'80s Food Advertising Mascots That Received Their Own Video Games

The deregulation of the Federal Communications Commission by President Reagan in the early 1980s opened the floodgates for advertising in children's television programming. Animated shows like G.I. Joe: A Real American Hero, He-Man and the Masters of the Universe, and others became 22-minute toy commercials. Even the 8 minutes of actual advertising during the shows became cartoon themselves with larger than life mascots that continue to follow us through the present day.

Food advertising to kids in the '80s seemed to all feature an animated mascot. From cereal to snacks to fast food, nothing was sold to kids without some imagination. While Saturday morning and weekday afternoon television were the prime time to reach kids, a new market would erupt in the mid '80s that advertisers infiltrated...home video games. From the early days of Atari to the resurgence created by Nintendo, food characters would make the jump from short 30-second television ads to hours of adventure in home video games. And while the ploy was a bit of a risk, it opened a whole new avenue to reach American homes. You can compare it nowadays to how the internet is reaching homes in the modern era through online shopping, sports betting in Pennsylvania, and streaming television.

Let's take a look at how food advertising was taken to the next level with five '80s mascots that received their own video games...

Kool-Aid Man

Ohh Yeahh!!! In the summer of 1983, General Foods made an exclusive offer to Kool-Aid drinkers everywhere. Save and mail 125 proofs of purchase points and you'll receive the new Kool-Aid Man video game for Atari 2600 or Intellivision absolutely free! It was a marketing campaign that worked well enough that General Foods would later release the game to retail outlets and consider developing a sequel, but with Mattel Electronics going through massive layoffs, Kool-Aid Man 2 would never happen.


The Noid

At the height of the most famous pizza destroyer's popularity, Domino's Pizza mascot The Noid starred in two video games. Avoid the Noid was a computer game for Commodore 64 and DOS that debuted in 1989. The object of the game modeled the television commercials as you tried to keep your pizza safe from the antagonist while making deliveries to an apartment building. Yo Noid! which was released a year later in 1990 featured the Noid as the main playable character who is attempting to stop chaos brought to New York City by his evil twin Mr. Green.


7UP Cool Spot

First appearing in 1987, the 7UP mascot Cool Spot grew immensely popular in the early '90s which led to four video games! Spot: The Video Game came first in 1990 to home computers, NES, and Gameboy. It was similar in play to the Reversi board game. Next came Spot: The Cool Adventure for Gameboy in 1992 which was a port of the game M.C. Kids. In 1993 on Sega Genesis and SNES, Cool Spot became a critical acclaimed hit.

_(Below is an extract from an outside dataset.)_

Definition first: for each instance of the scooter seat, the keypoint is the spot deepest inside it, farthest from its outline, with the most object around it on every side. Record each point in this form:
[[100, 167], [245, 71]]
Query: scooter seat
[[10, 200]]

The single-player platform game enabled the titular mascot to shoot bubbles and rescue fellow spots from cages. It was such a hit that it spawned a direct sequel in 1995 on Sega Saturn and Sony PlayStation tilted Spot Goes To Hollywood featuring 3-D action and battlefronts on such stages as a pirate ship.

California Raisins

The rhythm and blues claymation vocal group The California Raisins rose to popularity in television commercial broadcast in the mid to late '80s for the California Raisin Advisory Board. The commercials turned into Emmy award-winning TV specials and eventually a 1990 video game yet was never released due dwindling popularity. The California Raisins: The Grape Escape seemed to be finished with a full review (and hints) in the Game Player's Encyclopedia of Nintendo Games Vol. 3.

Chester Cheetah

The coolest cat in food advertising Chester Cheetah made his first appearance for Cheetos snacks in 1987 and continues to appear in television commercials to this day. In 1992, Chester took a dip into the world of gaming with Chester Cheetah: Too Cool to Fool which was released first on SNES and then Sega Genesis. Amazingly, the video game never makes mention of Cheetos brand snacks. A year later, the sequel Chester Cheetah: Wild Wild Quest was released to the same home consoles. Critics gave it average reviews which ended the run of Chester's video game career.